I remember being at school and being the social outcast because I spent my evenings on the internet. Now I'm the social outcast because I'm not on the right part of the internet. People I used to hang out with stopped even sending texts of "Coming down to the pub?" or even just stopping by my house on their way past, saw them there one day by chance and they asked where I'd been and why I never came out any more, "we always post on facebook before coming out!". Once they adopted it they just assumed all others had.
Personally, I dislike it as an incredibly passive way to keep up with your friends. Log on, read a list of what usually consists of status texts, update your own, log out. Gone are the days of meeting someone and asking what they've been up to, you already know due to 5 word tags. I really dislike the fact that I can be tagged in pictures that other people have uploaded. I could see it have a use for reconnecting with people you've lost touch with (particularly if it was on bad terms, as the "someone you know" alert can help you determine if they are receptive without actually messaging them) but that's probably it.
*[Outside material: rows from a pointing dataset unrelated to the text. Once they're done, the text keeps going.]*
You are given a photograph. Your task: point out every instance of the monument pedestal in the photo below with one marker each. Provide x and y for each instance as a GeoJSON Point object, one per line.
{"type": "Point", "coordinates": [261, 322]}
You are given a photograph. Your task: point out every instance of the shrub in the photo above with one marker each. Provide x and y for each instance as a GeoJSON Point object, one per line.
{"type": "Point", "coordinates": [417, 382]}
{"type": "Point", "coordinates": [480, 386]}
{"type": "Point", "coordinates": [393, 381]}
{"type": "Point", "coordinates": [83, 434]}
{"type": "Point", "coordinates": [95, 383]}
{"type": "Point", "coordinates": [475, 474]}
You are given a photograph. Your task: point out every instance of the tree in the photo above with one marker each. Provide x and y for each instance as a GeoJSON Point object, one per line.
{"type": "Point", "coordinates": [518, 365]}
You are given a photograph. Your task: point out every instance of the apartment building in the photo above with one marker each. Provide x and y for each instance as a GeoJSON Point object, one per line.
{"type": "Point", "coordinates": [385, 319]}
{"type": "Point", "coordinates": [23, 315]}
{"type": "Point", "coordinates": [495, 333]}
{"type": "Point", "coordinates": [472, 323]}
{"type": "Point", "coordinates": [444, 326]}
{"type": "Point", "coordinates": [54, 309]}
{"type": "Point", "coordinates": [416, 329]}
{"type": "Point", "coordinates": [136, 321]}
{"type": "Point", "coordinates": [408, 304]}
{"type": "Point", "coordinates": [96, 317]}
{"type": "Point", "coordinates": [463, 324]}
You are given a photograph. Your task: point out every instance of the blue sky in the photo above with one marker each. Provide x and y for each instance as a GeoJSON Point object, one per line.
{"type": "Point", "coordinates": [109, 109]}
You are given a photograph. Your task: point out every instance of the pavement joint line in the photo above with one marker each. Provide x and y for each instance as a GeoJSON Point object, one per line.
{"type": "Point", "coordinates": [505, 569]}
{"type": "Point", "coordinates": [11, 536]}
It's an incredibly intrusive website, for a long time it was impossible to DELETE an account only disable, iirc they were legally forced to change it. Any website with a facebook 'like' button on it will access cookies, and track where you have been, feeding the information back to facebook, which can then be combined to other websites that have tie-in's, facebook from phones can use this to actually map your whereabouts in the real-world and feed it to tracking. There was something a few years back if I recall that they were scanning every private message for a mention of failbook and blocking the entire message from being received which got them quite a bit of flak. I think the worst I've seen reported was that if someone tried to friend you, they changed the options to 'Yes' and 'Not Now', there was no decline option, and the 'Not Now' still allowed viewing access to the majority of your profile. Blergh, it provides a lot of entertainment to a lot of people so I cannot condemn it, but I certainly won't be using it any time soon (which will probably please employers).